Quand les sciences éclairent les dynamiques d’apprentissage

En conclusion d’un article dense et érudit intitulé « Apprentissage et intelligences du vivant », publié dans la revue Éducation et sociétés (vol. 48, no. 2, 2022, pp. 115-147), André Petitat écrit :

 « Une nouvelle dynamique globale d’apprentissage se présente, qui est probablement grosse d’une nouvelle rupture dans l’évolution de l’espèce humaine et de ses rapports au vivant et au non-vivant ».

La démonstration du chercheur suisse qui le conduit à conclure ainsi par l’hypothèse d’une nouvelle relation des humains au vivant et au non-vivant vecteur d’une évolution des démarches d’apprentissage, s’appuie sur une double lecture scientifique : à la fois celle des évolutions historiques des apports des sciences aux apprentissages et celle de l’éclairage des similitudes et des différences entre les êtres vivants d’une part et le non-vivant d’autre part.

A cette évocation, les transformations dues aux évolutions numériques s’imposent.
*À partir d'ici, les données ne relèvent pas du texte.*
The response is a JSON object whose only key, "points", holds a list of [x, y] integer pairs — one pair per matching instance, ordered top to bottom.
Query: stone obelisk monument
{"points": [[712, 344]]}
Elles sont certes très importantes, mais l’article montre qu’elles s’inscrivent dans une bien plus longue histoire de bouleversements et que s’il y a « du nouveau du côté de l’apprentissage », de nombreuses sciences nécessitent d’être mobilisées afin d’éclairer les actuelles connaissances, sans cesse évolutives, des mécanismes d’apprentissage.  Ainsi, l’auteur précise que « l’épigénétique a bousculé les représentations de l’inné et de l’acquis ; les neurosciences cognitives ont mis sur la touche le comportementalisme classique ; l’éthologie a révélé l’existence chez les animaux d’apprentissages sociaux et de cultures ; la psychologie de l’enfant est parvenue à mieux cerner la précocité de certains apprentissages et l’articulation du sensorimoteur et du symbolique ; enfin, les humains viennent de se doter de machines numériques capables de nouvelles formes d’apprentissage, ce qui a pour effet de changer leurs rapports au monde. Voilà qui interroge nos représentations habituelles ».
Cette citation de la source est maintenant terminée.